NPM Packages

NPM Packages

Trayce comes with a set of commonly used NPM packages built-in. But also lets you install your own packages in collections.

Trayce supports CommonJS syntax require for importing libraries. ES Modules import/export are not supported at this time.

Inbuilt Packages

Below is the list of inbuilt libraries available:

  • axios - Promise based HTTP client for the browser and node.js
  • atob - Turn base64-encoded ascii data back to binary.
  • btoa - Turn binary data to base64-encoded ascii.
  • chai - BDD/TDD assertion library for node.js and the browser.
  • moment - Parse, validate, manipulate, and display dates and times in JavaScript.
  • uuid - For the creation of RFC4122 UUIDs.
  • nanoid - A tiny, secure, URL-friendly, unique string ID generator for JavaScript.
  • crypto-js - JavaScript library of crypto standards.
  • tv4 - Tiny Validator for JSON Schema v4.
  • node-fetch - A light-weight module that brings Fetch API to Node.js.
  • lodash - A modern JavaScript utility library delivering modularity, performance & extras.
  • ajv - Ajv JSON schema validator.
  • cheerio - Library for parsing and manipulating HTML and XML.
  • xml2js - Simple XML to JavaScript object converter for Node.js.
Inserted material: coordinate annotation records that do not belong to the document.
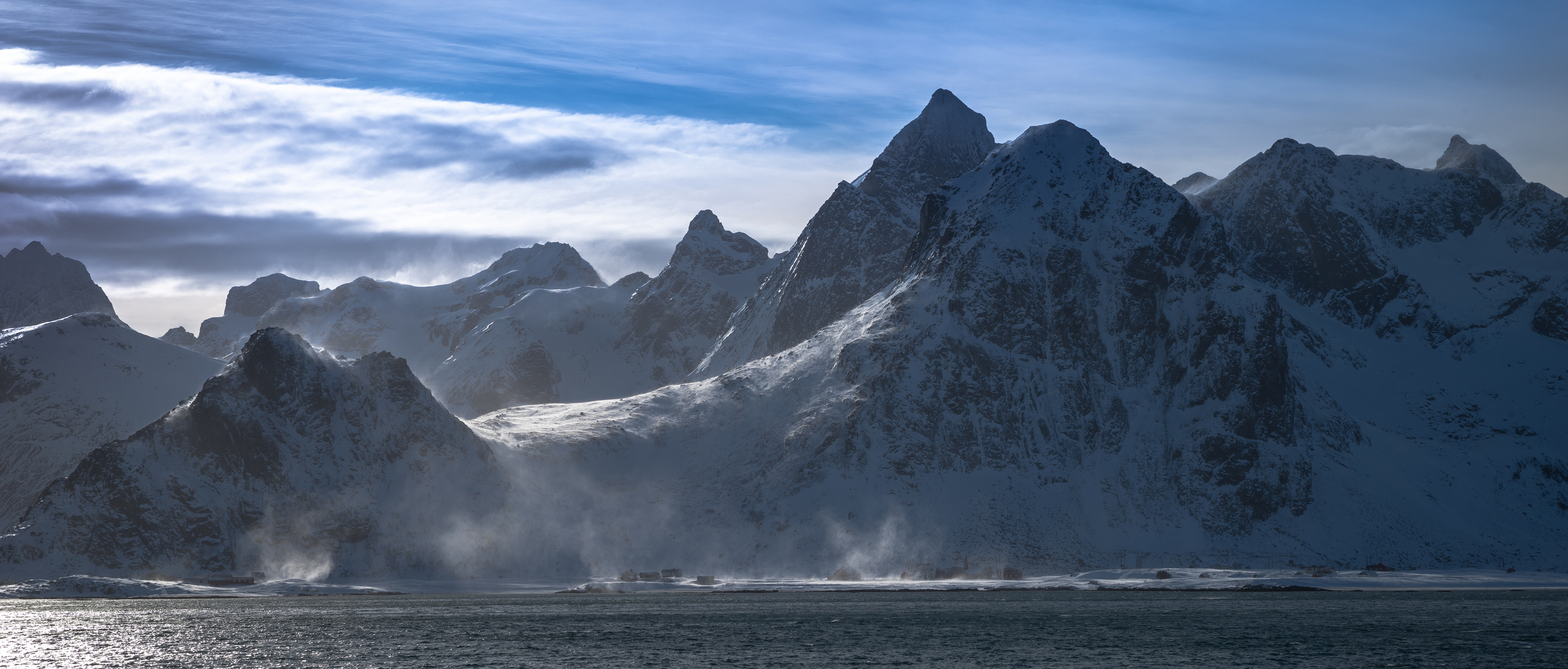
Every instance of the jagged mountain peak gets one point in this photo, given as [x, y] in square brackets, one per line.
[677, 317]
[32, 250]
[631, 281]
[1479, 160]
[709, 247]
[706, 221]
[1043, 173]
[944, 141]
[40, 287]
[857, 242]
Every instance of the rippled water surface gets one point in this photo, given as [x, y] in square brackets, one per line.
[1333, 631]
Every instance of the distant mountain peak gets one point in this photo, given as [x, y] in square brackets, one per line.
[1194, 184]
[706, 221]
[261, 295]
[944, 141]
[40, 287]
[35, 248]
[709, 247]
[179, 336]
[1479, 160]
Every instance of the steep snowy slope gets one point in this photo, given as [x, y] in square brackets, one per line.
[1194, 184]
[857, 242]
[179, 336]
[675, 318]
[597, 344]
[74, 384]
[223, 336]
[1079, 370]
[426, 323]
[38, 287]
[289, 463]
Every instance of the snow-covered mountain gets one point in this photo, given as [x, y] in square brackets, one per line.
[426, 323]
[857, 242]
[606, 342]
[38, 287]
[1084, 369]
[537, 326]
[74, 384]
[291, 463]
[223, 336]
[1031, 354]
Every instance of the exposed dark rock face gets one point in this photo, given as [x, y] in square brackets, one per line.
[1194, 184]
[1481, 160]
[613, 342]
[1079, 364]
[262, 294]
[675, 318]
[179, 338]
[223, 336]
[74, 384]
[286, 457]
[1551, 318]
[40, 287]
[426, 325]
[1321, 226]
[857, 242]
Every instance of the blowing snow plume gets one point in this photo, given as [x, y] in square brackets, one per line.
[286, 461]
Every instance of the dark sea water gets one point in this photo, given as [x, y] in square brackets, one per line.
[1338, 631]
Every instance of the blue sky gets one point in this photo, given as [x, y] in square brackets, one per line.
[805, 93]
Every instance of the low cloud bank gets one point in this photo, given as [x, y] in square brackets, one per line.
[173, 182]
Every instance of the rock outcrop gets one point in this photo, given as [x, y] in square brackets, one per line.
[40, 287]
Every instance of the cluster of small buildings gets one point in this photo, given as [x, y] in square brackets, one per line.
[665, 575]
[226, 579]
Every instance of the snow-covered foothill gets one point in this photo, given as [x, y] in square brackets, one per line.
[74, 384]
[289, 463]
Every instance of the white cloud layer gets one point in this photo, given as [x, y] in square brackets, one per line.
[406, 187]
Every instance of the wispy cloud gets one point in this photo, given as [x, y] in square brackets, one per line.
[187, 178]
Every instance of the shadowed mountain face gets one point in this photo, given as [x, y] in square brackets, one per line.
[600, 344]
[1082, 367]
[287, 461]
[37, 287]
[857, 242]
[1059, 362]
[74, 384]
[223, 336]
[1325, 228]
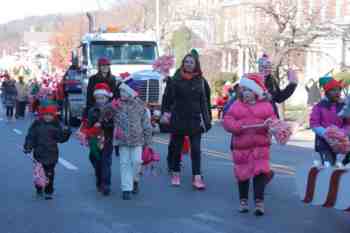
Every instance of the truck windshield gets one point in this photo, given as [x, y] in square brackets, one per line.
[124, 52]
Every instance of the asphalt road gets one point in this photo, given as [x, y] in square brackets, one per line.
[159, 208]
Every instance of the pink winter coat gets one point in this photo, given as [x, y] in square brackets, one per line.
[251, 147]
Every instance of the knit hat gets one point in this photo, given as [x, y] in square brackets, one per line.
[103, 89]
[194, 54]
[323, 80]
[48, 107]
[332, 84]
[254, 82]
[103, 61]
[264, 63]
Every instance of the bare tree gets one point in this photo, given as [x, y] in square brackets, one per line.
[290, 29]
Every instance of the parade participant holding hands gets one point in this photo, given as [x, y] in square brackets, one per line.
[42, 138]
[325, 114]
[248, 119]
[98, 130]
[132, 132]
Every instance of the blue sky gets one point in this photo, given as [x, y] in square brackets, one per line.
[18, 9]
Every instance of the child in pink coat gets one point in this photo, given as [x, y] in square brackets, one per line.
[247, 120]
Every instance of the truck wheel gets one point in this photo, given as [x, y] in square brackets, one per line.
[74, 121]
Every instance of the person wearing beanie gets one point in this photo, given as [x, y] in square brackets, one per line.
[42, 138]
[326, 113]
[98, 129]
[277, 94]
[103, 75]
[133, 131]
[247, 120]
[187, 109]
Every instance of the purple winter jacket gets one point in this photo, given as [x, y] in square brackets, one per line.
[324, 114]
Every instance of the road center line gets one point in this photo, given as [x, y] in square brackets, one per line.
[67, 164]
[17, 131]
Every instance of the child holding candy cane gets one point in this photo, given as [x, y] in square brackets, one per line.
[248, 119]
[43, 136]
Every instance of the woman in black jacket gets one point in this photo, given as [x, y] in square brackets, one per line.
[188, 105]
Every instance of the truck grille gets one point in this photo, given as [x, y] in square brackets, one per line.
[149, 90]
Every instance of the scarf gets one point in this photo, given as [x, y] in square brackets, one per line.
[187, 75]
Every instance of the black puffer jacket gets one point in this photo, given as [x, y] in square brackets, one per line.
[278, 95]
[186, 100]
[43, 137]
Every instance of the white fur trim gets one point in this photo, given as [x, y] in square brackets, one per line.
[102, 92]
[252, 85]
[128, 89]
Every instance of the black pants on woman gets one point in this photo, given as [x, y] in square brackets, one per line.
[178, 140]
[259, 182]
[9, 111]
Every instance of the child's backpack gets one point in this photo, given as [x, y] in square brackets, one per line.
[150, 159]
[149, 156]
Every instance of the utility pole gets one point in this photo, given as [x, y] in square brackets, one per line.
[158, 21]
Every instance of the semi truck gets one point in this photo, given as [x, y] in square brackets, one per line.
[132, 53]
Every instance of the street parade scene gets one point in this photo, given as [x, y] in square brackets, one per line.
[171, 116]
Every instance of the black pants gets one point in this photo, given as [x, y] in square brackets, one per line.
[9, 111]
[178, 141]
[102, 166]
[20, 108]
[259, 182]
[50, 174]
[329, 156]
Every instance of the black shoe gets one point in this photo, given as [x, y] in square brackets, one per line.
[126, 195]
[48, 196]
[136, 188]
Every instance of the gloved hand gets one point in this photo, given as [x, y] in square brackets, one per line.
[292, 76]
[116, 103]
[165, 118]
[27, 150]
[118, 133]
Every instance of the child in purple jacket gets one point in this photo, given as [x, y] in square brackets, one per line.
[325, 114]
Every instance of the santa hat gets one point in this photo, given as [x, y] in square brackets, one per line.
[129, 86]
[254, 82]
[103, 89]
[103, 61]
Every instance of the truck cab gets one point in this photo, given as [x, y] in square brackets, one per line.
[132, 53]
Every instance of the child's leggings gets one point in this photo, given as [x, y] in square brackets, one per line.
[50, 174]
[259, 183]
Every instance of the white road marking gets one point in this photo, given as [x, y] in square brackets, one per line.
[17, 131]
[67, 164]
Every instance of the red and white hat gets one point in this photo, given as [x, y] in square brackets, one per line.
[254, 82]
[103, 89]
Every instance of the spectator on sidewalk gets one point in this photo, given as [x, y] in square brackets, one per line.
[10, 95]
[22, 97]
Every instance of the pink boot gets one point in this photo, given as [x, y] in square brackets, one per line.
[175, 179]
[198, 183]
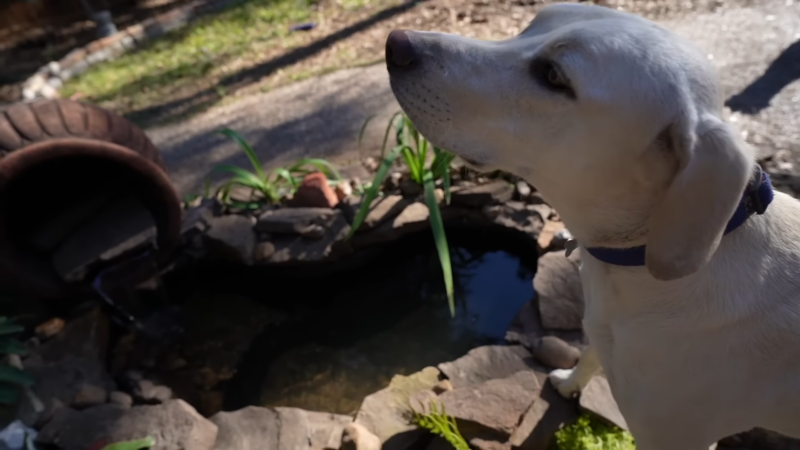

Here’s an example demonstrating how to use the chai library:

const chai = require('chai');

const { expect } = chai;

function add(a, b) {
  return a + b;
}

const result = add(2, 3);

expect(result).to.equal(5);

console.log('Test passed!');

You can include this code in a pre-request script to test it out.

External Packages

To load your own external packages, you must initialize a package.json file, you can do this by running this within a collection folder.

npm init -y

If you run this in a collection called collection1 then the resulting folder structure will be something like:

      • details.bru
    • .gitignore
    • bruno.json
    • package.json
    • package-lock.json
    • .env
  • You can then add packages as you normally would in a NodeJS project by running npm add <package_name>.